Official definitions by source

ISO 14067:2018

ISO 14067:2018 - Greenhouse gases — Carbon footprint of products

period of time during which a product (3.1.3.1) in use meets or exceeds the performance requirements

Reference: 3.1.3.11

View official source

Regulatory context

This term originates in ISO 14067:2018 and/or ISO 14044 LCA methodology. It is used in EU product regulation — particularly under the EU Battery Regulation (PEF method for carbon footprint) and ESPR (environmental footprint) — because both regulations require lifecycle-based quantification of environmental impacts. Practitioners applying these regulations should be familiar with these LCA/PEF concepts to correctly scope, conduct, and verify product-level environmental assessments.

Practical application

This term matters when climate, durability, and circularity assessments depend on how long a product can actually deliver its intended function before degradation or failure changes the picture.
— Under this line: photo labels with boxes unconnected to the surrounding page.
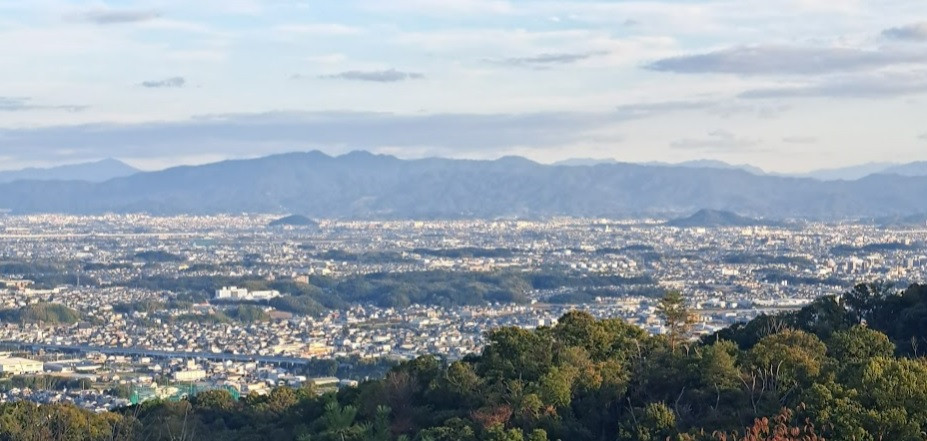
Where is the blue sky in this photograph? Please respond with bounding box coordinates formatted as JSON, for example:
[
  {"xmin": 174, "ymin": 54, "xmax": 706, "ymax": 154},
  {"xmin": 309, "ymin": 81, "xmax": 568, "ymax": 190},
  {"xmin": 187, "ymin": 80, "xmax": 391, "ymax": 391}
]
[{"xmin": 0, "ymin": 0, "xmax": 927, "ymax": 172}]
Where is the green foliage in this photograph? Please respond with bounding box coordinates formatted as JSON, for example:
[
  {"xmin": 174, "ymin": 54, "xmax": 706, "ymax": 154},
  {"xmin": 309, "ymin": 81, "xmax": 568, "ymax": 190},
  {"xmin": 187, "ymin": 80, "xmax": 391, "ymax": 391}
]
[
  {"xmin": 0, "ymin": 303, "xmax": 81, "ymax": 325},
  {"xmin": 12, "ymin": 282, "xmax": 927, "ymax": 441},
  {"xmin": 225, "ymin": 305, "xmax": 270, "ymax": 323}
]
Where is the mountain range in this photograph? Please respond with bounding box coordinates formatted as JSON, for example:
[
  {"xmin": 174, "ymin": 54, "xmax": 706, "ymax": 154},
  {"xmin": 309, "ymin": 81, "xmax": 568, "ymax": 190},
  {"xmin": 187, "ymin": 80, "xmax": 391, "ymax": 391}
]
[
  {"xmin": 0, "ymin": 151, "xmax": 927, "ymax": 219},
  {"xmin": 0, "ymin": 159, "xmax": 138, "ymax": 183},
  {"xmin": 666, "ymin": 209, "xmax": 782, "ymax": 228}
]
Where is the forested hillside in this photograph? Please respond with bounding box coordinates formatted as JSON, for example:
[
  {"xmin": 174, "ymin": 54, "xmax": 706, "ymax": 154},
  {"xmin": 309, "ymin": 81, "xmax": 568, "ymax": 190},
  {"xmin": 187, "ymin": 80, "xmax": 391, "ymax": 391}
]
[{"xmin": 0, "ymin": 284, "xmax": 927, "ymax": 441}]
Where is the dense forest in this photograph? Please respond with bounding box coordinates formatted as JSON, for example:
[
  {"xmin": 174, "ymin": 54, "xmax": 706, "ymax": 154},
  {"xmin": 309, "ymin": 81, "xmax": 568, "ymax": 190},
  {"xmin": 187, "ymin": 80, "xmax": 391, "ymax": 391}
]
[{"xmin": 0, "ymin": 284, "xmax": 927, "ymax": 441}]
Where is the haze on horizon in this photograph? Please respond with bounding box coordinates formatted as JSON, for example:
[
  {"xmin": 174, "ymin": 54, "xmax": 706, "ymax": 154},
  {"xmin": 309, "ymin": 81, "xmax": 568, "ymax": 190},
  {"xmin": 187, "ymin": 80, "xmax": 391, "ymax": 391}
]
[{"xmin": 0, "ymin": 0, "xmax": 927, "ymax": 172}]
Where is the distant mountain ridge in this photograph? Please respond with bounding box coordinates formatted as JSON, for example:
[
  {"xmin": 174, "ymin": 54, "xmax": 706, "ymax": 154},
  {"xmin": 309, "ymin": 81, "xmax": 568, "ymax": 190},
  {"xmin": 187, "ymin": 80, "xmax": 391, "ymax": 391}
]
[
  {"xmin": 666, "ymin": 209, "xmax": 782, "ymax": 228},
  {"xmin": 267, "ymin": 214, "xmax": 319, "ymax": 228},
  {"xmin": 0, "ymin": 151, "xmax": 927, "ymax": 219},
  {"xmin": 0, "ymin": 159, "xmax": 139, "ymax": 183}
]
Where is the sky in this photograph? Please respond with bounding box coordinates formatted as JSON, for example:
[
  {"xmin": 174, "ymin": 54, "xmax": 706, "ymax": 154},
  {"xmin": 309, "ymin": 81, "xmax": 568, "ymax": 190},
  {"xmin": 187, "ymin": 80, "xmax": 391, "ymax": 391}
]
[{"xmin": 0, "ymin": 0, "xmax": 927, "ymax": 173}]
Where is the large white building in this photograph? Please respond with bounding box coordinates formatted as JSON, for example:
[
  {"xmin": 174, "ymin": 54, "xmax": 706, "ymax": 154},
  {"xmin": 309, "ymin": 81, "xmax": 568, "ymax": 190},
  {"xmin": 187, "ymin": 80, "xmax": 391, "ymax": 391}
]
[
  {"xmin": 216, "ymin": 286, "xmax": 280, "ymax": 300},
  {"xmin": 0, "ymin": 357, "xmax": 45, "ymax": 375},
  {"xmin": 174, "ymin": 369, "xmax": 206, "ymax": 382}
]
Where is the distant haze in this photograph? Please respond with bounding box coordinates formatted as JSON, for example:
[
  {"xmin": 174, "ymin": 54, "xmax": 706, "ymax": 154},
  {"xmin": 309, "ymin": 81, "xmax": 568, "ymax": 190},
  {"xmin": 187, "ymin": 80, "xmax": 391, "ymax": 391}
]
[
  {"xmin": 0, "ymin": 152, "xmax": 927, "ymax": 220},
  {"xmin": 0, "ymin": 0, "xmax": 927, "ymax": 171}
]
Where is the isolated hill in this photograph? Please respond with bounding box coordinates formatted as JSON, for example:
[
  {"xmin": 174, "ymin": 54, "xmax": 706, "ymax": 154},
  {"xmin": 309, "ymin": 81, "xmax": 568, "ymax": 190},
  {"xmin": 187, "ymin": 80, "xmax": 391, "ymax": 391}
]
[
  {"xmin": 0, "ymin": 159, "xmax": 139, "ymax": 182},
  {"xmin": 267, "ymin": 214, "xmax": 319, "ymax": 228},
  {"xmin": 881, "ymin": 161, "xmax": 927, "ymax": 176},
  {"xmin": 0, "ymin": 152, "xmax": 927, "ymax": 219},
  {"xmin": 666, "ymin": 210, "xmax": 780, "ymax": 228}
]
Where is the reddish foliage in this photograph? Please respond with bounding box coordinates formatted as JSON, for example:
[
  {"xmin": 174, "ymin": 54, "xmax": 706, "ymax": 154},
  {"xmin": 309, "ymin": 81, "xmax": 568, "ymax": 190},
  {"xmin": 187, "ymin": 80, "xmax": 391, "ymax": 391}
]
[{"xmin": 470, "ymin": 404, "xmax": 512, "ymax": 429}]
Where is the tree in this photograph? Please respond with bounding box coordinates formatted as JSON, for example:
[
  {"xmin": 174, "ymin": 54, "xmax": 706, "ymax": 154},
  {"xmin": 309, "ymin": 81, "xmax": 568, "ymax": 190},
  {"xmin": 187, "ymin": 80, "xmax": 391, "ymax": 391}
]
[
  {"xmin": 322, "ymin": 400, "xmax": 362, "ymax": 441},
  {"xmin": 657, "ymin": 291, "xmax": 697, "ymax": 351}
]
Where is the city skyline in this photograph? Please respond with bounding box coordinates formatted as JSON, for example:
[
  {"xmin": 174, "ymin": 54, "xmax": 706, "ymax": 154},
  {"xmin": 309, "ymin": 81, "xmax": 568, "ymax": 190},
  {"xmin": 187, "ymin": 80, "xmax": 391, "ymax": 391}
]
[{"xmin": 0, "ymin": 0, "xmax": 927, "ymax": 172}]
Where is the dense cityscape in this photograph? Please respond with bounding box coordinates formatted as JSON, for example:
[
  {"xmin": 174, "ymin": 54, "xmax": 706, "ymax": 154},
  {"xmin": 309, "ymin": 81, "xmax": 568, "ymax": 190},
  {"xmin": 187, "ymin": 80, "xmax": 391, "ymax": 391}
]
[{"xmin": 0, "ymin": 215, "xmax": 927, "ymax": 411}]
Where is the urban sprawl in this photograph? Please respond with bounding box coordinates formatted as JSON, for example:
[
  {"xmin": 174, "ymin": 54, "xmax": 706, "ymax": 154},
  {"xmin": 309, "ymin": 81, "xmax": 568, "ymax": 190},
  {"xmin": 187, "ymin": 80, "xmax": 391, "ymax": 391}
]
[{"xmin": 0, "ymin": 215, "xmax": 927, "ymax": 411}]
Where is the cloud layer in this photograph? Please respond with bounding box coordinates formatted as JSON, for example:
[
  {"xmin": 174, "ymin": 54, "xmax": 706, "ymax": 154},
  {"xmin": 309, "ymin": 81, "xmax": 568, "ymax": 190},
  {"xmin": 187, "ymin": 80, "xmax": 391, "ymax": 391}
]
[
  {"xmin": 316, "ymin": 69, "xmax": 425, "ymax": 83},
  {"xmin": 646, "ymin": 46, "xmax": 927, "ymax": 75},
  {"xmin": 140, "ymin": 77, "xmax": 187, "ymax": 89},
  {"xmin": 882, "ymin": 21, "xmax": 927, "ymax": 41},
  {"xmin": 74, "ymin": 9, "xmax": 161, "ymax": 25}
]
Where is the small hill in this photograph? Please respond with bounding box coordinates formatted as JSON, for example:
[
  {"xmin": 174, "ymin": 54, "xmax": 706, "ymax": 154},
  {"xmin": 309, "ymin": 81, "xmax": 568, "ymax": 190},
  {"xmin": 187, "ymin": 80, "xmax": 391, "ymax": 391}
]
[
  {"xmin": 0, "ymin": 303, "xmax": 80, "ymax": 325},
  {"xmin": 666, "ymin": 209, "xmax": 779, "ymax": 228},
  {"xmin": 267, "ymin": 214, "xmax": 319, "ymax": 228}
]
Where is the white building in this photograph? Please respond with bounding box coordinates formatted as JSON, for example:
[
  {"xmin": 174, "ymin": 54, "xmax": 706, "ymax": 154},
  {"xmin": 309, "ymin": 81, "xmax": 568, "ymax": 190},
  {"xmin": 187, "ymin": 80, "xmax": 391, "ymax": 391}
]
[
  {"xmin": 174, "ymin": 369, "xmax": 206, "ymax": 382},
  {"xmin": 0, "ymin": 357, "xmax": 44, "ymax": 375},
  {"xmin": 216, "ymin": 286, "xmax": 248, "ymax": 300},
  {"xmin": 216, "ymin": 286, "xmax": 280, "ymax": 300}
]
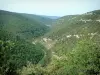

Service-life assumptions often shape how impacts are allocated and how product longevity claims are interpreted.

Minespider commentary

For Minespider, service life is a durability-and-assumptions term. It is often one of the quiet variables that most strongly affects whether a sustainability claim reflects real long-term use or only an optimistic modelling premise.

Common confusions

  • Assuming the everyday meaning of service life is enough without checking the official source definition.
  • Using service life as a loose generic label rather than the narrower meaning used in the source text.
  • Ignoring how service life connects to adjacent technical or product terms in the same regulatory framework.